The CARES law established higher rates for DME in non-CBAs for the duration of the emergency beginning March 6, 2020. In non-rural non-CBAs, the payment rates are set at a blended rate of 75% adjusted and 25% unadjusted of the 2015 fee schedule rates. In rural non-competitive bidding areas, the payment rates are set at a blended rate of 50% adjusted and 25% unadjusted of the 2015 fee schedule rates. The CARES law also eliminated the 2020 2% CMS sequestration cut through Dec. 31, 2020.
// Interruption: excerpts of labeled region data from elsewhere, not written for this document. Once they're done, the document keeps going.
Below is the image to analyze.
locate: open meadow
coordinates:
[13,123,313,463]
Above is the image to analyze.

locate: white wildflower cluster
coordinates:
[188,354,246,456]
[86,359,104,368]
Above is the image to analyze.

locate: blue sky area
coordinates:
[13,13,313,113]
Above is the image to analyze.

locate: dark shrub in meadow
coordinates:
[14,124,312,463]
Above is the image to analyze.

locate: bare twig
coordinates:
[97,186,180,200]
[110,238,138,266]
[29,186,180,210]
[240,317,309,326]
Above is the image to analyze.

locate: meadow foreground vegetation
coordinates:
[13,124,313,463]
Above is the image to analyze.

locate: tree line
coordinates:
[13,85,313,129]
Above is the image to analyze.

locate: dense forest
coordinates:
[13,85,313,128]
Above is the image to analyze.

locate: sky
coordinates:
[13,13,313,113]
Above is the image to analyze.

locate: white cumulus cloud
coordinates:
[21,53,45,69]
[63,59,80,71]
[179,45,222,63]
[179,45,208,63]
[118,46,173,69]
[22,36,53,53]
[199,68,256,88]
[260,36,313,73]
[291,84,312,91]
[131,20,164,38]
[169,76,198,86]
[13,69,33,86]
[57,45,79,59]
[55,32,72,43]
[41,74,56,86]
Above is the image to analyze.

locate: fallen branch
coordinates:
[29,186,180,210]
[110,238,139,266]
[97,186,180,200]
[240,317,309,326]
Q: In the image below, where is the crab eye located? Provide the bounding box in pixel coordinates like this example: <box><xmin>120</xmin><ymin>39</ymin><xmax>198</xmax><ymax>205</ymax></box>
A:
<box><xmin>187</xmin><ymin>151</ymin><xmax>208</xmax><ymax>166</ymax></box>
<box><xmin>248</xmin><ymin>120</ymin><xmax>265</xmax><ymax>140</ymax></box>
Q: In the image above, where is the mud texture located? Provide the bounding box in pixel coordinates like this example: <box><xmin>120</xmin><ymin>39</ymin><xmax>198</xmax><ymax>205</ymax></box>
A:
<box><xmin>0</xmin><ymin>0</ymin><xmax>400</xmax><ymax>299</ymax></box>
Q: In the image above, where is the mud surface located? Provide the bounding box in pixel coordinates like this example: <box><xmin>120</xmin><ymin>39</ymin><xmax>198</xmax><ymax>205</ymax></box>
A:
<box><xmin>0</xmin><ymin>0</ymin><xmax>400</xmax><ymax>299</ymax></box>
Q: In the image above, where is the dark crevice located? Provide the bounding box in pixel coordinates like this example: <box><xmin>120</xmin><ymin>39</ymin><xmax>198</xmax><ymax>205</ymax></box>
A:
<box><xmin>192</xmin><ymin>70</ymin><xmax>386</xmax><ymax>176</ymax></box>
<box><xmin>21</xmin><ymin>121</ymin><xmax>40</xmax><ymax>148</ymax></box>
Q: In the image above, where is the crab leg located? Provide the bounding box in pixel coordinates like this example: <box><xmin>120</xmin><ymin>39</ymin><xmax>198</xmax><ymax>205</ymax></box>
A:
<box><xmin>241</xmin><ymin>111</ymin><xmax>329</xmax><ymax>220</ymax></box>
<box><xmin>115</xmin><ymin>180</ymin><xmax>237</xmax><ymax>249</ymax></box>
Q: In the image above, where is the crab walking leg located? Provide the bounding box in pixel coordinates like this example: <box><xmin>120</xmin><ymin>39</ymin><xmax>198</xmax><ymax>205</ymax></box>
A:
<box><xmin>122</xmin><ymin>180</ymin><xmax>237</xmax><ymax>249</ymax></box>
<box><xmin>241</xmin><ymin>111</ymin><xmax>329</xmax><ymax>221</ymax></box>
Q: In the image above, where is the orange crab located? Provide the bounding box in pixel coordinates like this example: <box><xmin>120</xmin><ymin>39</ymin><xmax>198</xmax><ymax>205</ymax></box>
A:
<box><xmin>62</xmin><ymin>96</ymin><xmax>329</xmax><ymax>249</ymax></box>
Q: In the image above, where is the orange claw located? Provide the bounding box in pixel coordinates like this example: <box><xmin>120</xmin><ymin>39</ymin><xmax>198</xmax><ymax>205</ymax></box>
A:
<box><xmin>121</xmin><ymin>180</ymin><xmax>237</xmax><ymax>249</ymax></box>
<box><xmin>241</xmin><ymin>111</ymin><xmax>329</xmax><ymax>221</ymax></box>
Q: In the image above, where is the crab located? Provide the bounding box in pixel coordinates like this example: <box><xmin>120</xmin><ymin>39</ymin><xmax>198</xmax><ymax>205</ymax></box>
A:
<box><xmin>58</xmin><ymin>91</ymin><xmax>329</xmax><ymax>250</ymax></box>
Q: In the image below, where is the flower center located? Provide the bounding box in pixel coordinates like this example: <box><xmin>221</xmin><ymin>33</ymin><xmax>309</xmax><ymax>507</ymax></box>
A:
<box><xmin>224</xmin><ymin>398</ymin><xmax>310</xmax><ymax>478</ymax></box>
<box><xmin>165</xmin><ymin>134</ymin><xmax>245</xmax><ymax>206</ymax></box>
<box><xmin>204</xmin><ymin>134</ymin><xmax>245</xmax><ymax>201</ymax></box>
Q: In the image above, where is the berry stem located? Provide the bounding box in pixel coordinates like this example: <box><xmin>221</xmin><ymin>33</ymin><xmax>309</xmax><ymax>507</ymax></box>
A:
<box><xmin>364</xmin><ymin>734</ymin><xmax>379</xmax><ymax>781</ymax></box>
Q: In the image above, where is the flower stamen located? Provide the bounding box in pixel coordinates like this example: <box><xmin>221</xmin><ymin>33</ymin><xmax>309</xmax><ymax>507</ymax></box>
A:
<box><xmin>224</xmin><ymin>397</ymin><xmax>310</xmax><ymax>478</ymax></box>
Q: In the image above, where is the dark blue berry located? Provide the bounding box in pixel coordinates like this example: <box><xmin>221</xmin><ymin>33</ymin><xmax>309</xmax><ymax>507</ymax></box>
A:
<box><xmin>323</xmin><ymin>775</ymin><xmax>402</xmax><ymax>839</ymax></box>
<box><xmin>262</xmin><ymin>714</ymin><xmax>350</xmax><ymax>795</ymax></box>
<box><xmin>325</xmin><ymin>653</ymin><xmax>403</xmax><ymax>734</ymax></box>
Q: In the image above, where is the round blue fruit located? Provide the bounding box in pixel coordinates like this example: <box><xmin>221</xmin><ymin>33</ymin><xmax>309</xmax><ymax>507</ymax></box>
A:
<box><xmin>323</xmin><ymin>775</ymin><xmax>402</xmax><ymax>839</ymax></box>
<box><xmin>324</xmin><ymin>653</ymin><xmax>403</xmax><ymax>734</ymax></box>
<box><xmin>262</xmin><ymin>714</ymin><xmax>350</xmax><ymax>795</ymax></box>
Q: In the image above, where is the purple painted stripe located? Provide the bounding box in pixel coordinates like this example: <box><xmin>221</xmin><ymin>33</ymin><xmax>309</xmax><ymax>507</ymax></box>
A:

If the public health emergency is over by Jan. 1, 2021, then CMS’s rates that were established via regulation will be in effect. At press time, however, CMS had not yet published the proposed payment rule. During the last round of competitive bidding, CMS had established payment rates in non-bid areas based on an average of the competitive bid program’s SPA for the item in that region of the country. (CMS has divided up the country into eight regions for this purpose.) Payment rates in non-CBAs designated as rural for purposes of DME payment received a 10% increase over the average of the SPAs in that region. Whether CMS returns to that payment methodology or creates a new one will depend upon what is in CMS’s final payment rule later this year.